Recovered my old film school DV tape from 2001

Today I managed to finally capture my old film school DV tape. The tape had travelled with me for almost 20 years, from flat to flat and from country to country. I thought it wouldn’t have survived after so long. Tape degrades.

I was about to capture the tape in early 2020 but then covid came along and delayed those plans. I didn’t want to ask someone to capture it for me. I really wanted to enjoy the process of capturing tape just like I did when I was young. In fact, the first time I ever captured video computers weren't powerful enough to transfer live video from a camera. Computers needed a special targa capture card to import each frame individually as a targa sequence.

Finally covid subsided and after keeping an eye on eBay for a long time I found a Canon XM2 in excellent ‘almost new’ condition at a great price. The short film itself was filmed on the XM2’s big brother the XL1S, but the cameras are very similar internally. Video capture is somewhat similar to film scanning. You grab a coffee, set up the equipment, and then diligently perform the job of transferring media manually into the computer.

Connecting the XM2 for capture proved tricky. First, I had to use an old Mac with firewire. Second, Adobe Premiere stopped supporting miniDV capture a few years ago and there was no method to install a version of Premiere old enough that did still support miniDV. QuickTime still does allow firewire capture, but I discovered that the start of the tape had degraded from exposure to air and heat. Because of the damage to the tape, Quicktime was unable to capture video with audio, but it could capture the streams separately!
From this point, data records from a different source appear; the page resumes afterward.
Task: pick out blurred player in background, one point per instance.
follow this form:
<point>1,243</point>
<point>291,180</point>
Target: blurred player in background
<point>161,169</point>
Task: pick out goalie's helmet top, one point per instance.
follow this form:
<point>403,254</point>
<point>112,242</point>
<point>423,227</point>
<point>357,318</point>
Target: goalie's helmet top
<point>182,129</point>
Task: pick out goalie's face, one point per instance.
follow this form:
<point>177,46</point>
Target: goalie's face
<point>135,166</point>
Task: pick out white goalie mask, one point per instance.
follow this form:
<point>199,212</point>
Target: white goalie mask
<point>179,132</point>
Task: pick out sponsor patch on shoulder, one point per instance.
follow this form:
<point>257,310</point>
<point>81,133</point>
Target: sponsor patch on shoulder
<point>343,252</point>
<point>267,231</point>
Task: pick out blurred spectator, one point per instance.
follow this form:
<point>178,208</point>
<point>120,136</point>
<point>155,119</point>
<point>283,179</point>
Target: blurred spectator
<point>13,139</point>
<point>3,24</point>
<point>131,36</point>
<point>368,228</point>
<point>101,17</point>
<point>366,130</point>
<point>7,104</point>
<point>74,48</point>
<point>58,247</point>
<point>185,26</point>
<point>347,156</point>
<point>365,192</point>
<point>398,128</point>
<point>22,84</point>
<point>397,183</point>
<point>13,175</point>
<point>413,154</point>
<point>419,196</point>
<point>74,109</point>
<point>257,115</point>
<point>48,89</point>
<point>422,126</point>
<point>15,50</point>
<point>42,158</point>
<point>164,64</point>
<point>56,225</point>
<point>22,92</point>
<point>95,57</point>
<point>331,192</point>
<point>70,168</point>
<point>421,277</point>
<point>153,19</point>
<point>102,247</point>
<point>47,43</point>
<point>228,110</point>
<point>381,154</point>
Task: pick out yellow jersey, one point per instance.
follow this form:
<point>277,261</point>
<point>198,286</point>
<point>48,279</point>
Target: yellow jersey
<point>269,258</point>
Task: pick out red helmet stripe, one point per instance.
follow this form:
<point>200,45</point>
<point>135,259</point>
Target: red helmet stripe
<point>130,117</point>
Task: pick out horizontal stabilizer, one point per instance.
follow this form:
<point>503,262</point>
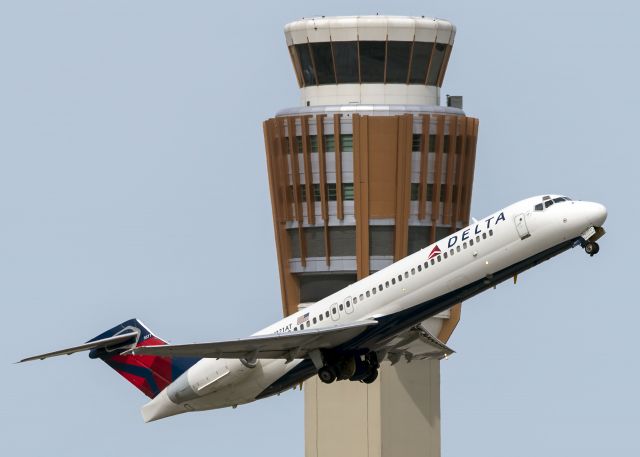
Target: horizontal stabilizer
<point>103,343</point>
<point>288,346</point>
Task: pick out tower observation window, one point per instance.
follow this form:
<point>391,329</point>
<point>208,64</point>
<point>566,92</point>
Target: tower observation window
<point>436,63</point>
<point>323,61</point>
<point>419,61</point>
<point>308,75</point>
<point>389,62</point>
<point>398,53</point>
<point>346,60</point>
<point>372,56</point>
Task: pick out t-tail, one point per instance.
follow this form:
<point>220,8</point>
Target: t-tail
<point>149,373</point>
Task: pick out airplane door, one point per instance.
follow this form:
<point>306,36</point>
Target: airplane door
<point>348,305</point>
<point>334,312</point>
<point>521,226</point>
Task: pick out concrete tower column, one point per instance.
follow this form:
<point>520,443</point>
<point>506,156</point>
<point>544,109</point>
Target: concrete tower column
<point>370,168</point>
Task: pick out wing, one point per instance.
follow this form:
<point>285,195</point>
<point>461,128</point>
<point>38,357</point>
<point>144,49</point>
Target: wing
<point>415,343</point>
<point>289,346</point>
<point>102,343</point>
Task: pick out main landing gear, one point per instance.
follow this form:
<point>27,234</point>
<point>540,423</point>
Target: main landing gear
<point>591,248</point>
<point>363,368</point>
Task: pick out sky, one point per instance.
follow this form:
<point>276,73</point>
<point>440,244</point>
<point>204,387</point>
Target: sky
<point>133,184</point>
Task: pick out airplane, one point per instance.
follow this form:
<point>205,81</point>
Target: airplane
<point>349,333</point>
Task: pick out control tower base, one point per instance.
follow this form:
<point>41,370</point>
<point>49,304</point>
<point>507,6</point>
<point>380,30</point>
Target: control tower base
<point>397,415</point>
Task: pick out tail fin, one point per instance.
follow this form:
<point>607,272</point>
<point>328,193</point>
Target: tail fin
<point>150,374</point>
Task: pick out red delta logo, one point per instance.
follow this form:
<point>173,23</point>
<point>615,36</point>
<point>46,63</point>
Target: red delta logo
<point>434,252</point>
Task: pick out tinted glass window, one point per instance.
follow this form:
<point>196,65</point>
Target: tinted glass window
<point>436,63</point>
<point>324,62</point>
<point>372,61</point>
<point>347,191</point>
<point>419,61</point>
<point>346,55</point>
<point>398,53</point>
<point>346,142</point>
<point>305,64</point>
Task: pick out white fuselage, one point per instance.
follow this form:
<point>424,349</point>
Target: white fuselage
<point>493,244</point>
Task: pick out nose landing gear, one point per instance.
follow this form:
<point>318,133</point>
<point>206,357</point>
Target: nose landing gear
<point>591,248</point>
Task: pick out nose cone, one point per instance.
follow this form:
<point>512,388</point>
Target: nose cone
<point>597,214</point>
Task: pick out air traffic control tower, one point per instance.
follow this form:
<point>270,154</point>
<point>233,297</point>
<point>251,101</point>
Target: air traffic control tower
<point>368,169</point>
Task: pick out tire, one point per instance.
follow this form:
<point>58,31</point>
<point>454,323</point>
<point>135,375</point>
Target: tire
<point>327,375</point>
<point>591,248</point>
<point>372,377</point>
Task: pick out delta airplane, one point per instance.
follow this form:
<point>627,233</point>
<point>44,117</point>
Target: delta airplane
<point>349,333</point>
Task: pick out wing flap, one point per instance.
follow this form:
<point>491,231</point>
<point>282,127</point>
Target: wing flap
<point>102,343</point>
<point>287,346</point>
<point>416,343</point>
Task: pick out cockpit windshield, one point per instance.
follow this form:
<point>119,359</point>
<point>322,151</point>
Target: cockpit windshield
<point>547,201</point>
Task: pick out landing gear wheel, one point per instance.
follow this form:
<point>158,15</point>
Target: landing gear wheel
<point>591,248</point>
<point>327,375</point>
<point>371,377</point>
Capture done, you can see how little detail and resolution we worked with in those days. Imagine if we had 4K or 6K HDR cameras at the time! 🤯 The colours produced by Canon’s 3CCD system were great though. There is hardly any grading applied to the images below, in some scenes none at all.

Screenshots from ‘花’ (‘Hana’) a short film in Japanese that I wrote, shot and directed in film school back in 2001 starring my friend Ryoko who was a news reporter on Nihon TV at the time.
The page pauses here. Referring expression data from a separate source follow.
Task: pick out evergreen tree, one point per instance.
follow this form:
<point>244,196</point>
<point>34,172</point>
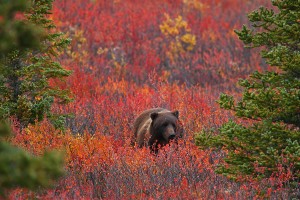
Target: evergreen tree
<point>17,167</point>
<point>25,91</point>
<point>271,99</point>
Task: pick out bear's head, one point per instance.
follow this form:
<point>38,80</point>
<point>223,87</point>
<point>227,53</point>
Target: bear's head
<point>164,128</point>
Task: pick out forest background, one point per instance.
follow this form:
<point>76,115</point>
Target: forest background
<point>128,56</point>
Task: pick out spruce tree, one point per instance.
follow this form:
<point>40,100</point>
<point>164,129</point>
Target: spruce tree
<point>25,91</point>
<point>17,167</point>
<point>269,138</point>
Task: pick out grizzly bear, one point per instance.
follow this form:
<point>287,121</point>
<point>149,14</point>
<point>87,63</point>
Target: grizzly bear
<point>157,127</point>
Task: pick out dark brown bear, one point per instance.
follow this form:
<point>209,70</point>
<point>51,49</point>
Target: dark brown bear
<point>157,127</point>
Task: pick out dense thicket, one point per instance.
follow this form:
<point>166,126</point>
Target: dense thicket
<point>18,39</point>
<point>29,64</point>
<point>271,99</point>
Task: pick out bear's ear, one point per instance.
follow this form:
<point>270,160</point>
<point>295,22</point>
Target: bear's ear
<point>176,113</point>
<point>153,115</point>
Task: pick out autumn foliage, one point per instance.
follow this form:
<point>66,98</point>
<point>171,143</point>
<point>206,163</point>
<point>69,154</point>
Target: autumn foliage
<point>128,56</point>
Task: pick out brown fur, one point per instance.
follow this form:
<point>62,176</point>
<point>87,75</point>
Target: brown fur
<point>156,127</point>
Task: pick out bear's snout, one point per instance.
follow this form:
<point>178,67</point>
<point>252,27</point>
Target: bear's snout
<point>172,136</point>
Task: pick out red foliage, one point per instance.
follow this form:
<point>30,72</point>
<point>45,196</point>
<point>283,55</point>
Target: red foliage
<point>121,66</point>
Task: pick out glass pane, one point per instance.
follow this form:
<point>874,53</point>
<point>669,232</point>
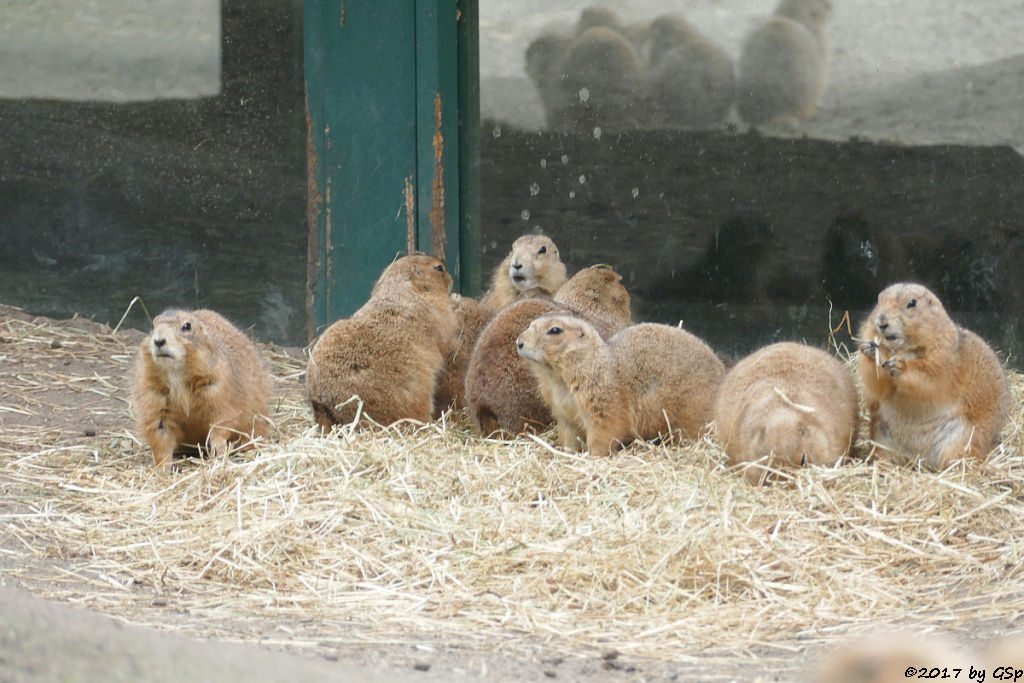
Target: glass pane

I made a vertical trailer for social media which can be watched below.



Getting it right requires time...and feedback

Even though I've been designing a completely new type of camera system that will be years ahead of anything that currently exists, my favourite camera will probably always be my Leica M3, a custom version with a genuine Italian rosewood body. Whenever I take it to camera shops for servicing it always receives the same compliment 'It's a unique piece!'

Leica M3 (photo taken with an iPhone :p)

I've used just about every type of camera over the years, but what attracted me to the M3 was that Leica put over a decade of research into it because they wanted to make sure they got the M series just right with the very first release (an extremely rare feat for any device). 

Over that decade, Leica frequently interacted with customers to help them design the M3. Users wanted it to be streamlined and ergonomic compared to the irksome and intimidating Leica III. Because the principal market was street photography, the M3 also had to feel second nature to users so that they could quickly capture moments around them. It also had to be easy to repair and recycle.

It was one of the earliest examples of a company asking for global customer feedback and beta testing the hell out of the product. The incredible results of that collaboration haven't been replicated so well since. Evidence of that can be seen in the fact that people still enjoy using the M3 65 years later.

Only one change was made during the M3's life-cycle - a change from a double stroke to single stroke advance lever (both equally useful). As time went by, Leica added a few more bells and whistles to the M series that weren't possible in the early 1950s, and sometimes they made mistakes in doing so, but the tradition of keeping their renowned product line pure still exists today in the M10.